While the public cloud can be used for a range of workloads, Google has suggested several primary use cases, including batch processing jobs, like video transcoding and rendering; data processing and analysis using Hadoop; and high-performance computing. Speaking of HPC, the service allows users to launch enormous compute clusters on the order of tens of thousands of cores and higher. In fact, during his keynote, Hölzle said that every single core could be put to a specific task — 771,886 cores at the time, and that number is set to grow.

To illustrate the power and scale of Google Compute Engine, the VP demonstrated the Cancer Regulome Explorer application used by the Institute for Systems Biology. While the app would normally take about 10 minutes to locate one match, using 10,000 Google processor cores (1,250 8-core VMs) allows a match to be made in mere seconds. Using the same number of cores, the entire computation can be completed in an hour rather than 15 hours.

“That is how infrastructure-as-a-service is supposed to work,” Hölzle said.

Taking it a step further, the VP showed that allocating about 600,000 cores to the same genomics app allowed for the discovery of multiple matches every few seconds. In order to take advantage of this many cores, the code was modified ahead of time using Compute Engine’s ExaCycle technology. Further details of Google’s work with the Institute for System Biology are outlined in this case study.

There’s no Google equivalent yet of an Amazon HPC instance type, but it’s likely only a matter of time. While Google’s offerings are less evolved than the Amazon cloud portfolio, they are not that far apart considering their relative ages.

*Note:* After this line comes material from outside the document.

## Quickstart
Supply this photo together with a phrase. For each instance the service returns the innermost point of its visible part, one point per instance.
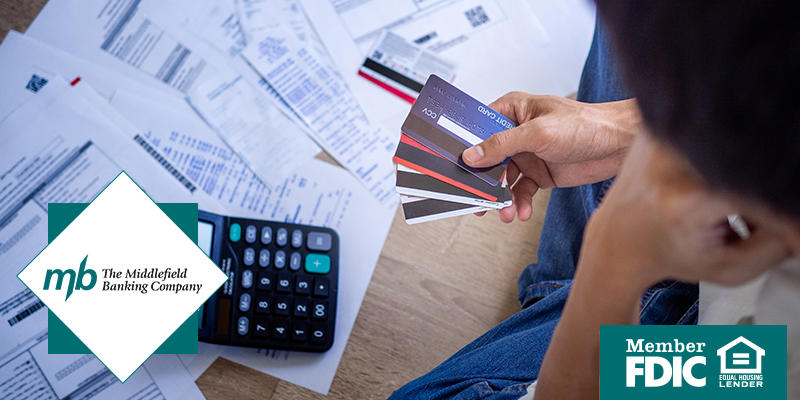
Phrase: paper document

Google Compute Engine joins the suite of services that comprise the Google Cloud Platform, which also includes Google App Engine, Google BigQuery, Google Cloud Storage, Google Cloud SQL and the Prediction API. These roughly mirror Amazon’s Web Services. For example, Google Cloud Storage is similar to Amazon’s Simple Storage Service (S3).

Google Compute Engine is currently available in “limited preview,” accessible here.